What are the canonical books and articles that someone interested in learning more about parsing? A course in compilers unfortunately wasn't part of my education, so basic material is very welcome. I've heard great things about the Dragon Book, but what else is out there?

On 1., I would say the main advantage is maintainability -- making a little change to the language just means making a correspondingly-small change to the grammar, rather than minutely hacking through the various spots in the code that may have something to do with what you want changed... orders of magnitude better productivity and smaller risk of bugs.
On 2. and 3., I can't suggest much beyond what you already found (I mostly use Python and pyparsing, and could comment from experience on many Python-centered parse frameworks, but for C++ I mostly use good old yacc or bison anyway, and my old gnarled copy of the Dragon Book -- not the latest edition, actually -- is all I keep at my side for the purpose...).

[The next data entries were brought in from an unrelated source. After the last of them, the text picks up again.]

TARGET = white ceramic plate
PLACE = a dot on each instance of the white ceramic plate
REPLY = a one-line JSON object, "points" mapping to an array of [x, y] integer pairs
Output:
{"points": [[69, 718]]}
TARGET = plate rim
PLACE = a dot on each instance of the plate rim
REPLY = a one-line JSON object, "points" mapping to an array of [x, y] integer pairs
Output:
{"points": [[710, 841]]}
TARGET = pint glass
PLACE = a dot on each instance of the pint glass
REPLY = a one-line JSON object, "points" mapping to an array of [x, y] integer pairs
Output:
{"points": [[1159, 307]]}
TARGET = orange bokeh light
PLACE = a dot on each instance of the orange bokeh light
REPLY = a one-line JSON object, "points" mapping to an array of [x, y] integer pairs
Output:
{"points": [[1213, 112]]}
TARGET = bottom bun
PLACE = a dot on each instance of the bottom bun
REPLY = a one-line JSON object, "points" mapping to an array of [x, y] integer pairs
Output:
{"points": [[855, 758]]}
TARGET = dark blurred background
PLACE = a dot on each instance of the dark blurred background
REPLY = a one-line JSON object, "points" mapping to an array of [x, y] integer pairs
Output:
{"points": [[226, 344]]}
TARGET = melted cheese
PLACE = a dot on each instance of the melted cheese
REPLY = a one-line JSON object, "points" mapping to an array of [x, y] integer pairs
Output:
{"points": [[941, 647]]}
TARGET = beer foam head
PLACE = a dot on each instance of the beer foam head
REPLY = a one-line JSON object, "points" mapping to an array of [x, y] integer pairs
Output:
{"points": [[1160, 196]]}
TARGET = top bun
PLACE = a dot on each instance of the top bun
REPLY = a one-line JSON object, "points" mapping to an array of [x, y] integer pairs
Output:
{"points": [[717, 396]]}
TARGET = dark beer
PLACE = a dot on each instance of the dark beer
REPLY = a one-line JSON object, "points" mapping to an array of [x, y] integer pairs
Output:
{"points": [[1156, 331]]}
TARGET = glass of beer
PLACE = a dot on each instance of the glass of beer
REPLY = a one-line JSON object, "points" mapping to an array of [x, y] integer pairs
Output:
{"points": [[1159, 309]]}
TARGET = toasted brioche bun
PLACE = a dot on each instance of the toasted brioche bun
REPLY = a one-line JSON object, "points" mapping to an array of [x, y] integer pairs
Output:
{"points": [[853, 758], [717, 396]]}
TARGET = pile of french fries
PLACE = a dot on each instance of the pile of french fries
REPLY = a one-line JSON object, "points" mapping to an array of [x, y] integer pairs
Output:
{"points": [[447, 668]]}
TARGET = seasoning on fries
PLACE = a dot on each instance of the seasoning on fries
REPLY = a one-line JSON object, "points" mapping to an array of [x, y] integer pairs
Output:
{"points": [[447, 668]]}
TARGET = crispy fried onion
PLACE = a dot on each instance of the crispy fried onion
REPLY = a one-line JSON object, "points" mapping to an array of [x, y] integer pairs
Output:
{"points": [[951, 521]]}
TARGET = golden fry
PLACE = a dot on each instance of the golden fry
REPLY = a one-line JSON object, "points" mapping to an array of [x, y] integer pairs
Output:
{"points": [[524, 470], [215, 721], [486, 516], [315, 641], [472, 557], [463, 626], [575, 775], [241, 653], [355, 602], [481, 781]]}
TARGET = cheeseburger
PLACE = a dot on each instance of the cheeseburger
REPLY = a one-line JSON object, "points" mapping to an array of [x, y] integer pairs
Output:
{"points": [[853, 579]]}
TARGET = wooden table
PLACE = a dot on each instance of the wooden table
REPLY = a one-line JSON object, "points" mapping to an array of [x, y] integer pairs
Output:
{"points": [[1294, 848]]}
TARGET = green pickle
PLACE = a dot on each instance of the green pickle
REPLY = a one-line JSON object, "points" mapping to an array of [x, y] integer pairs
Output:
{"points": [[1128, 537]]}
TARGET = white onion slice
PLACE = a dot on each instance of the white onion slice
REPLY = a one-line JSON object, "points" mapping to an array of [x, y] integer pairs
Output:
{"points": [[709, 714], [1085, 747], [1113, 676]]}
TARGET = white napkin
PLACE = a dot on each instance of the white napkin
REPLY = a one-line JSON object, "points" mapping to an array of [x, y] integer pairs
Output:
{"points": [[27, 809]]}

Here's my take on your (very good) questions:
I think a parser benefits most from non-trivial situations where a grammar actually exists. You have to know about how parsers and grammars work to think of that technique, and not every developer does.
lex/yacc are older Unix tools that might be usable for you as a C++ developer. Maybe Bison as well.
ANTRL and its attendant book are very good. "Writing Compilers and Interpreters" has C++ examples which you might like.
The GoF Interpreter pattern is another technique for writing "little languages". Take a look at that.

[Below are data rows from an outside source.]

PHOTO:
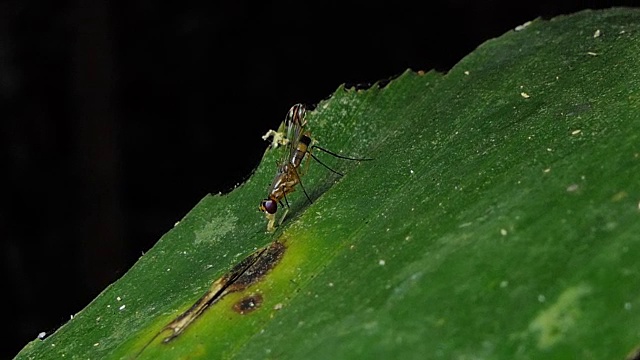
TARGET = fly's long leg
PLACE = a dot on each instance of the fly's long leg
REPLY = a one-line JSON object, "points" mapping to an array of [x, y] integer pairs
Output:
{"points": [[302, 186], [333, 154], [325, 165]]}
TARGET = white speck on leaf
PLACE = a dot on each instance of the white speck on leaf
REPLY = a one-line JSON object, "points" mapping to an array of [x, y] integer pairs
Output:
{"points": [[523, 26], [572, 188], [216, 229]]}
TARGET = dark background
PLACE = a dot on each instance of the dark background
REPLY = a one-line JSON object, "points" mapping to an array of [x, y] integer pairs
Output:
{"points": [[117, 117]]}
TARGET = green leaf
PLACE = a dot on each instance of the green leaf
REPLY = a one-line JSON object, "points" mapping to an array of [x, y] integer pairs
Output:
{"points": [[499, 219]]}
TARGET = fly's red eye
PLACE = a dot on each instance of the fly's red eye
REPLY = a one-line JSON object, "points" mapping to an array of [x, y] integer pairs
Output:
{"points": [[269, 206]]}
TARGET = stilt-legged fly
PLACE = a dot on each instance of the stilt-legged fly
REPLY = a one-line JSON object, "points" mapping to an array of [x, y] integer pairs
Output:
{"points": [[298, 144]]}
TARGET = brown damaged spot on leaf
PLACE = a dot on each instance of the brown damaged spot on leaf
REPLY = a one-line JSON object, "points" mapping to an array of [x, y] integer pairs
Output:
{"points": [[248, 304], [246, 273]]}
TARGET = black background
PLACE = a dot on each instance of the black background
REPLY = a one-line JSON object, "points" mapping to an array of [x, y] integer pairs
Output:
{"points": [[117, 117]]}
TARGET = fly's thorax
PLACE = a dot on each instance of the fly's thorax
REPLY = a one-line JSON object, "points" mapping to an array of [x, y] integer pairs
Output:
{"points": [[301, 150]]}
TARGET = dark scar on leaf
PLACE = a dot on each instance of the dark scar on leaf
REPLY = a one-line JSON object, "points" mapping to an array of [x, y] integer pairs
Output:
{"points": [[248, 304], [247, 272]]}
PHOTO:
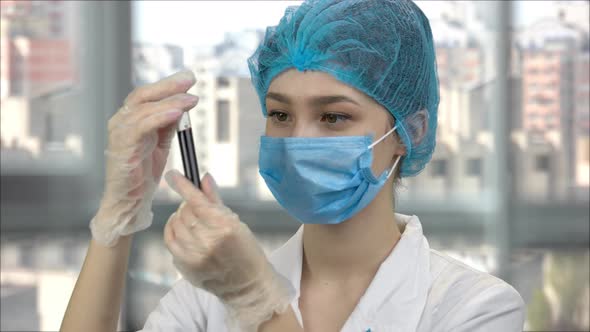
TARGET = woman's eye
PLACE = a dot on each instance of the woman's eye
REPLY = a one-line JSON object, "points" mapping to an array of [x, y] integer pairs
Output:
{"points": [[279, 116], [333, 117]]}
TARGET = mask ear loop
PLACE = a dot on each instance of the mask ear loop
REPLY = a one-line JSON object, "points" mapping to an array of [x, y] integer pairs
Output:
{"points": [[394, 165], [378, 141], [382, 137]]}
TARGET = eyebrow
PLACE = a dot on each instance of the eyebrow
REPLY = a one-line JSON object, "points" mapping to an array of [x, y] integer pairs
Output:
{"points": [[315, 101]]}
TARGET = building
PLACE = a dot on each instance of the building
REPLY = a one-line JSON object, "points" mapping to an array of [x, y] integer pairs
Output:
{"points": [[37, 47], [154, 62]]}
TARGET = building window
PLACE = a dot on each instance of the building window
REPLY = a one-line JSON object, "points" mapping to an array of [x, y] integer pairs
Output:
{"points": [[542, 163], [474, 167], [439, 168], [222, 121], [222, 82]]}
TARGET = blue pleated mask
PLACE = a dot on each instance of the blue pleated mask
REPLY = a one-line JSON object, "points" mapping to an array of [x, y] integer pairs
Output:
{"points": [[321, 180]]}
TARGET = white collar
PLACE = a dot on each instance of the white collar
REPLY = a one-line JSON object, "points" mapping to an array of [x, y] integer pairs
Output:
{"points": [[396, 297]]}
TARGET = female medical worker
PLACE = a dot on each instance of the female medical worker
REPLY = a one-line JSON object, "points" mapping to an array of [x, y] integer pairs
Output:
{"points": [[350, 95]]}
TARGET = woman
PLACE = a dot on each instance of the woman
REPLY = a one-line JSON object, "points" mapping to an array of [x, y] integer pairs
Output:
{"points": [[350, 95]]}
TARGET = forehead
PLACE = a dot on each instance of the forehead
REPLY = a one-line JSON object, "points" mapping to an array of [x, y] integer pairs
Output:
{"points": [[310, 84]]}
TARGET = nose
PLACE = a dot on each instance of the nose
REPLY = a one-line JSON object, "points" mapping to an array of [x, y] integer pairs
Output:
{"points": [[304, 129]]}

Let's Build A Compiler is a step-by-step tutorial on how to write a simple compiler. The code is written in Delphi (Pascal), but it's basic enough to easily translate into most other languages.

I would have a serious look at monadic combinator-based parsing (which often also deals with lexical analysis) in Haskell. I found it quite an eye opener; it's amazing how easily you can build a parser from scratch using this method. It's so easy, in fact, that it's often faster to write your own parser than it is to try to use existing libraries.
The most famous example is probably Parsec which has a good user guide that explains how to use it. There is a list of ports of this library to other languages (including C++ and Ruby) listed on the Parsec page of the Haskell wiki, though I'm not familiar with them and so I can't say how close they are to using Parsec in Haskell.
If you want to learn how these work internally and how to write your own, I recommend starting with Chapter 8 ("Functional Parsers") from Graham Hutton's Programming in Haskell. Once you understand that chapter well (which will probably take several readings), you'll be set.

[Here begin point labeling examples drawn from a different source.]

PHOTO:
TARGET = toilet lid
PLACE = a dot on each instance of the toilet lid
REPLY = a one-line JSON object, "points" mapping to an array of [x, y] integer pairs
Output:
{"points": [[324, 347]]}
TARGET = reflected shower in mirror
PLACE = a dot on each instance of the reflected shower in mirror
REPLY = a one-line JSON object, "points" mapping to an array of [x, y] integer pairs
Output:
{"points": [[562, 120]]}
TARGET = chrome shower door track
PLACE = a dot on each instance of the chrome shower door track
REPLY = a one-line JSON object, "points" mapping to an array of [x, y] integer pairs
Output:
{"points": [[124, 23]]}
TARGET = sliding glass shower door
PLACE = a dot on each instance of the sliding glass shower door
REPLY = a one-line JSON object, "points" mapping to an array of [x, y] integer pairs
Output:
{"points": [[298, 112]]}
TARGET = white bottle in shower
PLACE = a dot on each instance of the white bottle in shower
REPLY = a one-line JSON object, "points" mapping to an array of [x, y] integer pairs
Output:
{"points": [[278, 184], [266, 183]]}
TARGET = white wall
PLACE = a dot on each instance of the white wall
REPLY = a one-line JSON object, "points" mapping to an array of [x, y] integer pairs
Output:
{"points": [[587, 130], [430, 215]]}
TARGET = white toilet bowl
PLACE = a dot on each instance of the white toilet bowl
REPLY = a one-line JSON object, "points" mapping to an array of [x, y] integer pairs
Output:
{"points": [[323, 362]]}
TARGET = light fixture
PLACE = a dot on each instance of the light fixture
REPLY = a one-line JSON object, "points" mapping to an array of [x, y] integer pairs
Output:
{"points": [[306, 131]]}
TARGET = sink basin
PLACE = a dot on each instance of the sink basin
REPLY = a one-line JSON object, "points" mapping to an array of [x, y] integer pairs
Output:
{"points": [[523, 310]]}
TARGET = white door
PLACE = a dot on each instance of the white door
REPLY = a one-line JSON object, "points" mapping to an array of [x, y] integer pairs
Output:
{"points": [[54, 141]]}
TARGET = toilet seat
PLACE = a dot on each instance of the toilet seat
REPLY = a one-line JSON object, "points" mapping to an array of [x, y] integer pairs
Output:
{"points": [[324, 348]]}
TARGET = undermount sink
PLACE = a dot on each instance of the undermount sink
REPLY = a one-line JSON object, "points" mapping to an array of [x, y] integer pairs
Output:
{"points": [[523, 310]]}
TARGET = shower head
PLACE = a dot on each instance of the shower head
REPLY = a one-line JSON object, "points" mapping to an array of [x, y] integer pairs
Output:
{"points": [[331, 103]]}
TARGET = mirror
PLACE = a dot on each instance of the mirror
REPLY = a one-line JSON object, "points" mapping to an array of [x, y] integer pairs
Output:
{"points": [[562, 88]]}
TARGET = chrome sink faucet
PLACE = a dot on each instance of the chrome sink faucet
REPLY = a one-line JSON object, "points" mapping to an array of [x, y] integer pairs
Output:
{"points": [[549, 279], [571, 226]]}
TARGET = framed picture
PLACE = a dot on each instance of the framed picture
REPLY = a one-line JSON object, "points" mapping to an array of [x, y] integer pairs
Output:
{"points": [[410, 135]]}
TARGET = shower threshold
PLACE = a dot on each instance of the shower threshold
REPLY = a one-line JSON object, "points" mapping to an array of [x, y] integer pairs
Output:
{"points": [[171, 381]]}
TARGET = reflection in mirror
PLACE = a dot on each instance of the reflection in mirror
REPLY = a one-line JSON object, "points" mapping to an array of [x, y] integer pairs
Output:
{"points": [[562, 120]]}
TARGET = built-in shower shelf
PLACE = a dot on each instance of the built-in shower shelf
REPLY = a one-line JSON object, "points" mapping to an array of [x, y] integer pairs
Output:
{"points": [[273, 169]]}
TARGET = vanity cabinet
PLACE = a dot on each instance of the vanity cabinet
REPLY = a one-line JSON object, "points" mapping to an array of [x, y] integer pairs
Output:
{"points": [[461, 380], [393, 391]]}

In perl, the Parse::RecDescent modules is the first place to start. Add tutorial to the module name and Google should be able to find plenty of tutorials to get you started.

Defining a grammar using BNF, EBNF or something similar, is easier and later on you will have a better time maintaining it. Also, you can find a lot of examples of grammar definitions. Last but not least, if you are going to talk about your grammar to someone else on the field, it is better if you are both speaking the same language (BNF, EBNF etc.).
Writing your own parsing code is like reinventing the wheel and is prone to errors. It is also less maintainable. Of course, it can be more flexible, and for small projects it might also be a good choice, but using an existing parser generator that takes a grammar and spits out the code should cover most of our needs.
For C++ I would also suggest lex/yacc. For Ruby this looks like a decent choice: Coco/R(uby)

Funny timing: I spent lots of this morning wondering about state machines and parsers, and trying to figure out how I could learn more about them.
For 2, you might take a look at Ragel (it's good for C++ and Ruby).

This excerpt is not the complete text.